Bridges are not supposed to collapse just because of a fierce thunderstorm. Actually, they are not supposed to collapse at all. Yet part of the Morandi Bridge did. The bridge was built in the 1960-s and is 1.18 kilometers (0.73 miles) long.
When part of it suddenly collapsed over a length of 200 meters (656 feet), dozens of people were killed instantly. This bridge was erected for the A10/E80 freeway and crossed part of the city of Genoa in north-western Italy.
After the disaster, many countries, including Germany, are asking themselves how safe their own bridges are. Could this kind of catastrophe happen in Germany too, in the paradise of roads?
According to the Federal Highway Research Institute (Bundesanstalt für Straßenwesen, BASt) in Bergisch Gladbach, there are almost 40,000 bridges on German freeways and highways. All of them are being checked on a regular basis.
BASt officials say the condition of only 12 percent of those bridges was either excellent or good. Three fourths of Germany’s 40,000 bridges of this kind were in a satisfactory or at least sufficient condition. Eleven percent were evaluated as insufficient, and the state 2 percent of these freeway and highway bridges were in was even “unsatisfactory”.
But, after the Genoa disaster, German experts attempted to reassure the population by saying even bridges in an “unsatisfactory” condition would not just collapse. In many of these cases, the negative evaluation is based on certain issues such as corroding railings.
German bridges with the rating “insufficient” will not collapse, the BASt insists. According to them, this just means the bridges in question will have to be renovated in the not too distant future.

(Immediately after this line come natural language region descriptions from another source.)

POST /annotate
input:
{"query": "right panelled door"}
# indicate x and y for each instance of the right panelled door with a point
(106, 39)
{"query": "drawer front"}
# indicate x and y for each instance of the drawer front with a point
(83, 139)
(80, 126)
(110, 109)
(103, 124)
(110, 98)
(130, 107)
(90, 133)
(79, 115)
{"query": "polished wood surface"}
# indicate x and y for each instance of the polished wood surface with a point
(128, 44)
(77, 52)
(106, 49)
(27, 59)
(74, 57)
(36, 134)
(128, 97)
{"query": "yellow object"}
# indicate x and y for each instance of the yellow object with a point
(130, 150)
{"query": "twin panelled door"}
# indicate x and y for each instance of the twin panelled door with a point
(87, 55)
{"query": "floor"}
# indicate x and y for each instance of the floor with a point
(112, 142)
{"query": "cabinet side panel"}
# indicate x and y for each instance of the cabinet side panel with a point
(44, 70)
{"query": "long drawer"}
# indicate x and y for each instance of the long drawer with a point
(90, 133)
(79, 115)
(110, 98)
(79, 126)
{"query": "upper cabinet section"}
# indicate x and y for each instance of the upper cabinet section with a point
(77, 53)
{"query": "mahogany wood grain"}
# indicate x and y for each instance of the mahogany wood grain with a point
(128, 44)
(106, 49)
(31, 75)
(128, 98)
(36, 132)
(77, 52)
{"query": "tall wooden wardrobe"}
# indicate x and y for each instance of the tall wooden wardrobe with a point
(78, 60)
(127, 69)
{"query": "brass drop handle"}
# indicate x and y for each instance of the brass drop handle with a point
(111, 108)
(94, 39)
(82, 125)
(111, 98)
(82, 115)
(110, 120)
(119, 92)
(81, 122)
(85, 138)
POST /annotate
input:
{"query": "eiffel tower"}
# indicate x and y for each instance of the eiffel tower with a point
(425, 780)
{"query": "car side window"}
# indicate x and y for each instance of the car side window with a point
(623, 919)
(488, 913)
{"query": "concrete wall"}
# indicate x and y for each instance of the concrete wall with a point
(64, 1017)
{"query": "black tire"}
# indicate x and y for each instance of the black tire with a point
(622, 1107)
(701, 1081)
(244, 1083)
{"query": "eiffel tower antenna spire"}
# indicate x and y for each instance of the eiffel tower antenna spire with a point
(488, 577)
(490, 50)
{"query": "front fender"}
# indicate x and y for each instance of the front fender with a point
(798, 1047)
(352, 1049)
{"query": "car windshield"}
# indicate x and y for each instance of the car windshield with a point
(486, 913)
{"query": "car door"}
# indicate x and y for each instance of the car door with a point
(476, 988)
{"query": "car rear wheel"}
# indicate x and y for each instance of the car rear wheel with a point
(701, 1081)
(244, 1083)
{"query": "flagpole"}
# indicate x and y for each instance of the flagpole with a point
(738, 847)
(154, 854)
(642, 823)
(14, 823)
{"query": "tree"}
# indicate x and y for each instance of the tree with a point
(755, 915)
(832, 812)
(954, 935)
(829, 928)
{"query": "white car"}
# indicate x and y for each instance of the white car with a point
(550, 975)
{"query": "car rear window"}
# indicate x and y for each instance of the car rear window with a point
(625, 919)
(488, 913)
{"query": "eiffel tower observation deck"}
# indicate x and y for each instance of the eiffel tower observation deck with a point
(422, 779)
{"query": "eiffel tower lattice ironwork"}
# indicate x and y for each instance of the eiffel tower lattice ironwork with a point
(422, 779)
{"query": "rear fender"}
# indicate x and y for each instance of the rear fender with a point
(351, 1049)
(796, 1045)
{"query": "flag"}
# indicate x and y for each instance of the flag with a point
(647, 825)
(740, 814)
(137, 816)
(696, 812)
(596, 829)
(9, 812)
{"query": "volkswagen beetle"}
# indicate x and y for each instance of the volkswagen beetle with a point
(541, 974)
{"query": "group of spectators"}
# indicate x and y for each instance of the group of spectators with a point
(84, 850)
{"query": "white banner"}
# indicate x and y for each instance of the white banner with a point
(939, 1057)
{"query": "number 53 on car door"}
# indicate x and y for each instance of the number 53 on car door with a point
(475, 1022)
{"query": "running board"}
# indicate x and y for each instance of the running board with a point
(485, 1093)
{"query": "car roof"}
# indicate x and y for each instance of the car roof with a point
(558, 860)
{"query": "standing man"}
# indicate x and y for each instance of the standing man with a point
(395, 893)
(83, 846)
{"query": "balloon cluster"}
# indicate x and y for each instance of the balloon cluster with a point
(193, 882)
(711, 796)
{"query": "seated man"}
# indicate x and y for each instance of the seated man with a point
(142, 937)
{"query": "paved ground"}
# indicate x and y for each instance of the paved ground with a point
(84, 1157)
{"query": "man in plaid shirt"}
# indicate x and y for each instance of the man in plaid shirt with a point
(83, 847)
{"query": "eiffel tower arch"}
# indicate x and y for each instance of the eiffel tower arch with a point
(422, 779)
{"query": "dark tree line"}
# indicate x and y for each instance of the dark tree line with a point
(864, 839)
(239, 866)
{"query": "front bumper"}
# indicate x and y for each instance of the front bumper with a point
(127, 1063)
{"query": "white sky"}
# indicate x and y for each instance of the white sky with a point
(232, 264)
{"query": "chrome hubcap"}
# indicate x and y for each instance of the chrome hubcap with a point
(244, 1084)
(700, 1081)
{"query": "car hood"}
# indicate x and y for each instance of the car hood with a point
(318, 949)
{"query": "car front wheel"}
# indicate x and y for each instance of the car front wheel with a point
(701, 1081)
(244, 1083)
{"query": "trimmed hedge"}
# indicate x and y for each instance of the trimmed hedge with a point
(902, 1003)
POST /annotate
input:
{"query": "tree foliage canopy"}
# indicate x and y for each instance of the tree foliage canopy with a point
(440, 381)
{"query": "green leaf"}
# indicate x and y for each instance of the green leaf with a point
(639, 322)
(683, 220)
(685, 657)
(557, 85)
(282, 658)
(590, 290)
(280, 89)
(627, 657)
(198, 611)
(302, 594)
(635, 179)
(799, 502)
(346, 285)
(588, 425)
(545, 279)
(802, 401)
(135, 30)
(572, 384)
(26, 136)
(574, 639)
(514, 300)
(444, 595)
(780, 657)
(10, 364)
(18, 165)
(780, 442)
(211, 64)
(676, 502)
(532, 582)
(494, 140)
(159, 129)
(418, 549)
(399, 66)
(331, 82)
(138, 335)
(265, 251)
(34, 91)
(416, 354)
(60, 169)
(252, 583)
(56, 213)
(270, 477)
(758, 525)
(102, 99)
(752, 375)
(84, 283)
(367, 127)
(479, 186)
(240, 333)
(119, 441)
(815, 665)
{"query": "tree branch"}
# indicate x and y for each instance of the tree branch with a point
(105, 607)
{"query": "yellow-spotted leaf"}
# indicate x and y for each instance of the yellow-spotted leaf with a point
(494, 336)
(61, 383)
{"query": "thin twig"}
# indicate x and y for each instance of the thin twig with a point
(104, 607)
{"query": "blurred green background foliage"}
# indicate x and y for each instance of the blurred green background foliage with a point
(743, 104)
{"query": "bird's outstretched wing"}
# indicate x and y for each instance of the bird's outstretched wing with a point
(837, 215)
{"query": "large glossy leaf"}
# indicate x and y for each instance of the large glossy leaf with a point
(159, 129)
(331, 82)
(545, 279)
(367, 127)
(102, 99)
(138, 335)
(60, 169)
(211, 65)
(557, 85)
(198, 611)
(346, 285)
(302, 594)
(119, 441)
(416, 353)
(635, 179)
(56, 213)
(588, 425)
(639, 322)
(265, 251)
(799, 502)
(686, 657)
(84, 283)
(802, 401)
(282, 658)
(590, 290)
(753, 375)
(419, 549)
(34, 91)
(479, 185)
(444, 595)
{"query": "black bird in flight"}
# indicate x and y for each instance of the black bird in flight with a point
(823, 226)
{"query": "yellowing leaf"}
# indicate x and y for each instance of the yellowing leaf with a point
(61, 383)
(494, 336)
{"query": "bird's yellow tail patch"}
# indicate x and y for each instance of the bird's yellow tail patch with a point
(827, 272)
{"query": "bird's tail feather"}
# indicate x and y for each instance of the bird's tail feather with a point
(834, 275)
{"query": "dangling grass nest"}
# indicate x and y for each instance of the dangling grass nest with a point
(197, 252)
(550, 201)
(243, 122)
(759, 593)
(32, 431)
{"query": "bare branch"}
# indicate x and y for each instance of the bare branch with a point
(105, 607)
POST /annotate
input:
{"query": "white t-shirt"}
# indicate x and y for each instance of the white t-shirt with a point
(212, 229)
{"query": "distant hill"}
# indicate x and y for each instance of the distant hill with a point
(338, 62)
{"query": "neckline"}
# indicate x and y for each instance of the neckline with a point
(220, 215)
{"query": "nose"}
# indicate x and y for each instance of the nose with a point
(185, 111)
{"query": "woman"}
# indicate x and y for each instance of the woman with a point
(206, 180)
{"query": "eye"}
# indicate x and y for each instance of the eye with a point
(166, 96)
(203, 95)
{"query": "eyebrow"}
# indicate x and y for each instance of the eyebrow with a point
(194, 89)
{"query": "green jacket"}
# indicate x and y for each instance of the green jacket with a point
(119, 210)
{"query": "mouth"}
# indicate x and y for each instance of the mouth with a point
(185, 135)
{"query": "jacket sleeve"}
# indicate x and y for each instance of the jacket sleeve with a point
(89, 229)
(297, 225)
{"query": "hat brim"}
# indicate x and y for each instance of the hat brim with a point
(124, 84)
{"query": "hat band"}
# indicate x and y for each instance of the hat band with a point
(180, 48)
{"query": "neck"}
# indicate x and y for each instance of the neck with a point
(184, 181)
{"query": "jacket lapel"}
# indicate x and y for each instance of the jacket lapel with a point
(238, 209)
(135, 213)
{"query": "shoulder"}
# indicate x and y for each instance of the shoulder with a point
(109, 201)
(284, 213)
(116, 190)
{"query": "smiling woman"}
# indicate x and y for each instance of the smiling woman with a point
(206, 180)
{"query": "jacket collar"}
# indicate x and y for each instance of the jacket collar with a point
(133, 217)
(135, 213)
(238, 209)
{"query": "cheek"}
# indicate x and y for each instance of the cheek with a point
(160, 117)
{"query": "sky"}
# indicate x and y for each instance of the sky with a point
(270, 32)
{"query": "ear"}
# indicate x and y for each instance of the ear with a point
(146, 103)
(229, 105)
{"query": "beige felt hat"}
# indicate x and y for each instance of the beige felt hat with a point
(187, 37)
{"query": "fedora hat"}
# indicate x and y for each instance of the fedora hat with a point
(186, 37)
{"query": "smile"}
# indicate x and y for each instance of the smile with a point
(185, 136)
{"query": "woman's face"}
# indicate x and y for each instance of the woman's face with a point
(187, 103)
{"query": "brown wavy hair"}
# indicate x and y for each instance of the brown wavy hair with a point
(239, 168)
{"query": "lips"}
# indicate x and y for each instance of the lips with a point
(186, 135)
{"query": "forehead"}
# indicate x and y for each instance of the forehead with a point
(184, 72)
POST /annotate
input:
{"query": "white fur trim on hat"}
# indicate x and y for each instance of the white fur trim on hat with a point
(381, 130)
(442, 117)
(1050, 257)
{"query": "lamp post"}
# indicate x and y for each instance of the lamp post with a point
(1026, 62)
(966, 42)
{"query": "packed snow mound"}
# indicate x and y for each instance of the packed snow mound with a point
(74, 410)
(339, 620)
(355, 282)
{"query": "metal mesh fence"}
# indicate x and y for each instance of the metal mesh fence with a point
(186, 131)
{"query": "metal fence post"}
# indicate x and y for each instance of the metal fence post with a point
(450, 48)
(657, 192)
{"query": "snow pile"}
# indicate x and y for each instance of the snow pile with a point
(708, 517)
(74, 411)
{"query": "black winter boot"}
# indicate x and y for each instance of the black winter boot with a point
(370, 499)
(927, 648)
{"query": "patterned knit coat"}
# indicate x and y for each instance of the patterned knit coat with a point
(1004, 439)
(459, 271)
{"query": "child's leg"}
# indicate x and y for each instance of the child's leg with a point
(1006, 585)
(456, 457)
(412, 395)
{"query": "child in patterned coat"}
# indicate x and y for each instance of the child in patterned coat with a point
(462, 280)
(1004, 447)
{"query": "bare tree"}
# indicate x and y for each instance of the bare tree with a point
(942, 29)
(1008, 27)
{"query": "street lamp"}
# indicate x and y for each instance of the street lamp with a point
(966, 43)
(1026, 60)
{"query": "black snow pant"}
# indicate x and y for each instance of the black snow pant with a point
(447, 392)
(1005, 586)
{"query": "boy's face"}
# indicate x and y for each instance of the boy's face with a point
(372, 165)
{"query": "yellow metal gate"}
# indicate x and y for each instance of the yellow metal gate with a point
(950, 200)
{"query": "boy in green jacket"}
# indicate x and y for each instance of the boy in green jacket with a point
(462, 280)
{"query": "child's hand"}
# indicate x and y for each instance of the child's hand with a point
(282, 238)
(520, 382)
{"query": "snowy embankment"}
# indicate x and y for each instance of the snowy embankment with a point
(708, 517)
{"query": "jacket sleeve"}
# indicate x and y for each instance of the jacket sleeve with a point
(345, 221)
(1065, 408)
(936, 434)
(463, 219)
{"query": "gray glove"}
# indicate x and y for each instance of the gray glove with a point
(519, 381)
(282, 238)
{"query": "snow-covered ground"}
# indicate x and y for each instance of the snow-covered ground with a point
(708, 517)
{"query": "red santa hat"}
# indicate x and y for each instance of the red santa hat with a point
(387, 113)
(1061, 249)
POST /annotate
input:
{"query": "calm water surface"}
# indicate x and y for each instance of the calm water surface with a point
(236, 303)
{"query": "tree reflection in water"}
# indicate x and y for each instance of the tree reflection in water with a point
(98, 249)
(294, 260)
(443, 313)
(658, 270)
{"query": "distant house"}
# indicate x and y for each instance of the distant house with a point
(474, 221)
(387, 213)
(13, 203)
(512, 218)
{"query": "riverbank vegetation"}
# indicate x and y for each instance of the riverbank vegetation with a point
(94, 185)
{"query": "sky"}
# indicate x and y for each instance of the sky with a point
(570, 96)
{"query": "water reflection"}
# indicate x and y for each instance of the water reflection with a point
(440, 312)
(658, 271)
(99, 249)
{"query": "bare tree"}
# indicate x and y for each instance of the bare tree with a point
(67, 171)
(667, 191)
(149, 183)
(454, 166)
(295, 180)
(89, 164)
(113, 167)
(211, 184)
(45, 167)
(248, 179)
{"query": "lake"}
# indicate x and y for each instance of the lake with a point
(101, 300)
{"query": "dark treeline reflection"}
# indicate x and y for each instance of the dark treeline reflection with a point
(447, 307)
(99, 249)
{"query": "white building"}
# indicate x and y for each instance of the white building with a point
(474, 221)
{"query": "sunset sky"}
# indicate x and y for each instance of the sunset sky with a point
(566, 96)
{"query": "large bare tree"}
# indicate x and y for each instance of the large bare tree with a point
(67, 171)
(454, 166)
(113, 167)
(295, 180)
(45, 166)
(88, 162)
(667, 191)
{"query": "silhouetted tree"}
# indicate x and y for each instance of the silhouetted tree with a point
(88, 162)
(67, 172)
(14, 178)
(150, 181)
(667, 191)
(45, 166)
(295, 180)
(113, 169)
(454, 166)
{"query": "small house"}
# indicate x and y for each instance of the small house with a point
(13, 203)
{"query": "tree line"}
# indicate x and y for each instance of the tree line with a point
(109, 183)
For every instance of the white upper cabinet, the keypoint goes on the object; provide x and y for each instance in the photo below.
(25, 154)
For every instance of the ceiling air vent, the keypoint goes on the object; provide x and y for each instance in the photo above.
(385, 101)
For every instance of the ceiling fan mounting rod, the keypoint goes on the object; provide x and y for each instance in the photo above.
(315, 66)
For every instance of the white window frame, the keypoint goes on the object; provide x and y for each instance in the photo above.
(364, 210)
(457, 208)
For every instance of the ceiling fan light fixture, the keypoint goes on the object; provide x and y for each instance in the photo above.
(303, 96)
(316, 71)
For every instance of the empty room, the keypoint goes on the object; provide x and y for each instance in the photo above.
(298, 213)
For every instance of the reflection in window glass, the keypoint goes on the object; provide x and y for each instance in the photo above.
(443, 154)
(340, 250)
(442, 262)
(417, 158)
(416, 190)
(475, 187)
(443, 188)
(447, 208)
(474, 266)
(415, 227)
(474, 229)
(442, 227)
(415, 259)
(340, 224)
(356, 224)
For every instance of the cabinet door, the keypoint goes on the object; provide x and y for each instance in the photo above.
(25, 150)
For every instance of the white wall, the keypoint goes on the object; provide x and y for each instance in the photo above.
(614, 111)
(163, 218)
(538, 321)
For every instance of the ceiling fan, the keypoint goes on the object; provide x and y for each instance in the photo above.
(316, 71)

In Germany, all freeway and highway bridges are being checked every three years. Thorough checks are being performed every six years. To the authorities there is no issue here. They say they are ensuring the safety of these 40,000 bridges and the people who cross them. In other words: Terrible disasters such as the one in Genoa are not likely to happen in Germany.
Because of Germany’s high population density and size, but also due to its car fixation, it has a rather large road network the condition of which is mostly excellent, in comparison. After the country’s reunification, countless roads in Eastern Germany were renovated in the 1990-s, and more connections between west and east were built, including many bridges.
Germany’s longest bridges are located up north. The ‘Hochstraße Elbmarsch’ is 4.2 kilometers (2.6 miles) long and only up to 35 meters (115 feet) high. In 1974, the Köhlbrand Bridge was inaugurated, which traverses the Port of Hamburg. It is 3.6 kilometers long and up to 325 meters (1,066 feet) high. The third-longest bridge in Germany is the ‘Hochbrücke Brunsbüttel’ in the Schleswig-Holstein province. It is 2.8 kilometers long and 237 meters (778 feet) high.